Back in the present, Shaw is having a hell of a time getting close to Claypool. His wife shows up and he doesn’t recognize her. He thinks he’s still at work and he’s trying to keep someone or something from shutting down Samaritan. Shaw asks for some back up but Finch says he can’t due to increased responsibilities monitoring Root. I feel like Arthur is someone Finch knows or is related to and that’s why he doesn’t want to be seen. Shaw chats up the wife and learns that Claypool worked for the NSA and Finch supplies that Samaritan was a project that got shut down in 2005. If Claypool is a career government monkey, then he has all kinds of secrets he could spill. Shaw goes to check on the patient when she notices his bodyguards are AWOL. He’s been taken to radiology but he’s not undergoing a scan. He’s been dosed with a sort of truth serum and whoever is after him, is already present and his bodyguards catch Shaw while she’s snooping.

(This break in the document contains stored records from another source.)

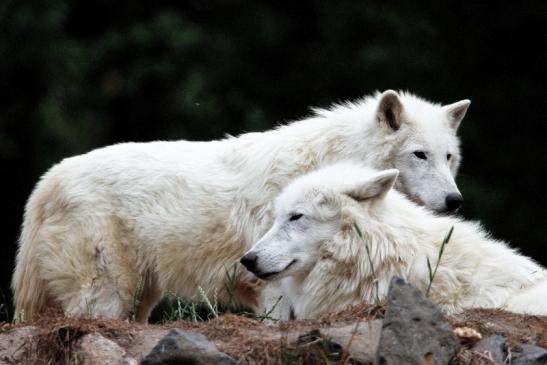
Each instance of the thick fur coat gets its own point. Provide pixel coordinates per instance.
(341, 233)
(174, 216)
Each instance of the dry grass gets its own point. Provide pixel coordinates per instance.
(251, 341)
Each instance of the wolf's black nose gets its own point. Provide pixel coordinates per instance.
(249, 261)
(453, 201)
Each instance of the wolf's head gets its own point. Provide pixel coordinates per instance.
(426, 149)
(312, 221)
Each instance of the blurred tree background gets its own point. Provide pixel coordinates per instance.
(78, 75)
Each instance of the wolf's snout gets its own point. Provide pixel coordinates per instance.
(249, 261)
(453, 201)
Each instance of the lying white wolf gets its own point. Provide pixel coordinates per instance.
(326, 263)
(176, 215)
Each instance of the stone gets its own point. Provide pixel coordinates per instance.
(96, 349)
(183, 347)
(414, 330)
(494, 347)
(530, 355)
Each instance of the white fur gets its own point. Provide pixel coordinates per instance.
(177, 215)
(323, 263)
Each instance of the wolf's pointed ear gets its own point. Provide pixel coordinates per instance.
(390, 110)
(456, 112)
(375, 187)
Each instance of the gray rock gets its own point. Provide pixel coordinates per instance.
(181, 347)
(414, 330)
(96, 349)
(530, 355)
(494, 347)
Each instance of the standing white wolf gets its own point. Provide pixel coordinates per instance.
(176, 215)
(325, 264)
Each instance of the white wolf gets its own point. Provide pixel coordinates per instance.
(176, 215)
(325, 263)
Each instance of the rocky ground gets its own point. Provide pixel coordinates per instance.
(409, 330)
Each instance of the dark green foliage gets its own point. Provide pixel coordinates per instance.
(77, 75)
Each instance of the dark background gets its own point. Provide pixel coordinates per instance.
(77, 75)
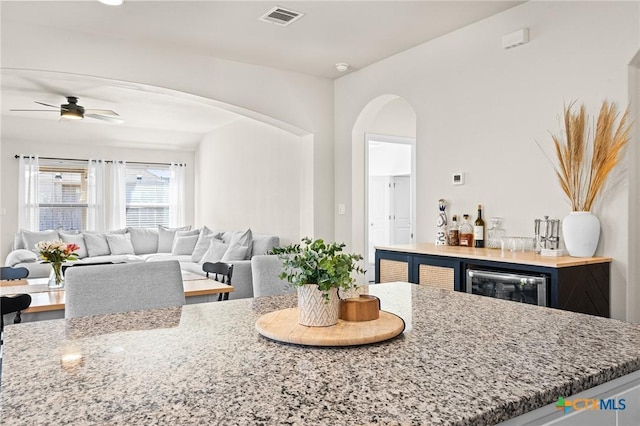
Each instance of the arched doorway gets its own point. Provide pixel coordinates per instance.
(383, 176)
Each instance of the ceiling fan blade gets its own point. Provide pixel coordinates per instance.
(105, 118)
(37, 110)
(42, 103)
(101, 111)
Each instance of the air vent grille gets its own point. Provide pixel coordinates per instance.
(281, 16)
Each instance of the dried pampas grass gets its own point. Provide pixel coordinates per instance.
(584, 165)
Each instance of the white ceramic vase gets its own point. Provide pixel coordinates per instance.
(314, 309)
(581, 232)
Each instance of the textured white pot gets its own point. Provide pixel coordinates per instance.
(314, 310)
(581, 232)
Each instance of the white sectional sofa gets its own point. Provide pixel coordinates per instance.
(190, 247)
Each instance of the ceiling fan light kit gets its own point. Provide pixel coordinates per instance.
(112, 2)
(71, 110)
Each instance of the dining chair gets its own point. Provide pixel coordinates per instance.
(123, 287)
(265, 271)
(11, 304)
(223, 273)
(10, 273)
(16, 303)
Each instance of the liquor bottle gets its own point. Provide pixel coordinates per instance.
(466, 232)
(478, 230)
(454, 237)
(441, 226)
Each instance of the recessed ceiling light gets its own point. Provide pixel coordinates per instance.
(112, 2)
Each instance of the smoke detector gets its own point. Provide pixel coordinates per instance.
(281, 16)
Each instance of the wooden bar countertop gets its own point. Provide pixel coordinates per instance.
(496, 255)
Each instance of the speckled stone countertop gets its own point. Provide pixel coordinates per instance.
(462, 360)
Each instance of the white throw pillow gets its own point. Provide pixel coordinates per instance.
(204, 241)
(120, 243)
(30, 239)
(239, 246)
(20, 256)
(235, 253)
(77, 239)
(216, 251)
(144, 240)
(183, 245)
(96, 244)
(166, 236)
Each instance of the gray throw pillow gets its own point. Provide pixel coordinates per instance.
(240, 241)
(203, 243)
(166, 236)
(96, 244)
(235, 252)
(216, 251)
(183, 245)
(77, 239)
(20, 256)
(120, 243)
(30, 239)
(144, 240)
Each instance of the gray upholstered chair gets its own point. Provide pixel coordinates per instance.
(264, 273)
(104, 289)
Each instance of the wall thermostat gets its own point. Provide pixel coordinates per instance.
(458, 179)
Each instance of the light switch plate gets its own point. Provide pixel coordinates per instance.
(458, 179)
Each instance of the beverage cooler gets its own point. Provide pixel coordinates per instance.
(517, 287)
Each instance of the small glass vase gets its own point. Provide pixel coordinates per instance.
(56, 280)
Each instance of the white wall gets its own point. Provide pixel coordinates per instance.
(91, 149)
(396, 118)
(302, 101)
(250, 176)
(480, 110)
(633, 300)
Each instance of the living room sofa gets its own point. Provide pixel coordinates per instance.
(190, 247)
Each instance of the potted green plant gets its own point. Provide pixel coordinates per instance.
(318, 270)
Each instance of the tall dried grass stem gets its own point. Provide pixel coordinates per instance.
(584, 163)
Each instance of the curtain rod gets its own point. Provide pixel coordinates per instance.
(106, 161)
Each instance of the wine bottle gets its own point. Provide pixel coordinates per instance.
(465, 233)
(478, 230)
(454, 236)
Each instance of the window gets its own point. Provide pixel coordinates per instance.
(62, 197)
(147, 199)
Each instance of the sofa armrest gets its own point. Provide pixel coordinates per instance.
(241, 280)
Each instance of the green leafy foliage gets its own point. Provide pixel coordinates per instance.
(320, 263)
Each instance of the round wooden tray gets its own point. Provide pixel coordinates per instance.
(283, 326)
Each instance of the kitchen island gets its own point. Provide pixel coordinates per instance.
(462, 359)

Things go from bad to worse once Shaw is caught. The NSA guy that’s questioning her dies from poisoned rice and the other two guards are dead, too. Finch realizes that the technician (who isn’t really a technician) is working for Collier (the organization who is trying to expose government security and secrets). Shaw and Claypool’s wife are trying to get him to leave so they can get him to safety but he refuses to leave. Just as Shaw is telling Finch that she can’t get him to go, Finch shows up in person (he’d been out in the parking lot) and immediately Claypool recognizes him and asks how long it’s been.
Amidst gunfire and escaping the hospital, Claypool blathers on about the times he and Finch shared at MIT. Once at a hotel which is relatively safe, Finch manages to get Claypool settled down enough to discuss Samaritan. It turns out that Claypool built another version of the Machine. I guess that makes sense. He and Finch were buddies at MIT and Finch had already built portions of the Machine based on what we saw him doing as a kid. And by 2005, he’d definitely been working on his Machine and the NSA was involved. I’m wondering now if the NSA had Claypool build one just to have a backup or something and that they kept Finch’s Machine secret from Congress when Samaritan got shut down. Claypool surmises as much as he and Finch continue their discussion. Later, Finch has set things up so that Claypool and his wife can get somewhere safe in Toronto. But that doesn’t look like it will be happening because Claypool finally realizes that the woman who is claiming to be his wife isn’t because his wife died two years earlier. She works for Northern Lights and is “Control”. And now she’s got the masterminds of both Machines in one room. And she wants answers about them. Whoever gives them to her, gets to live. And of course they had to go on a three week hiatus with a cliffhanger!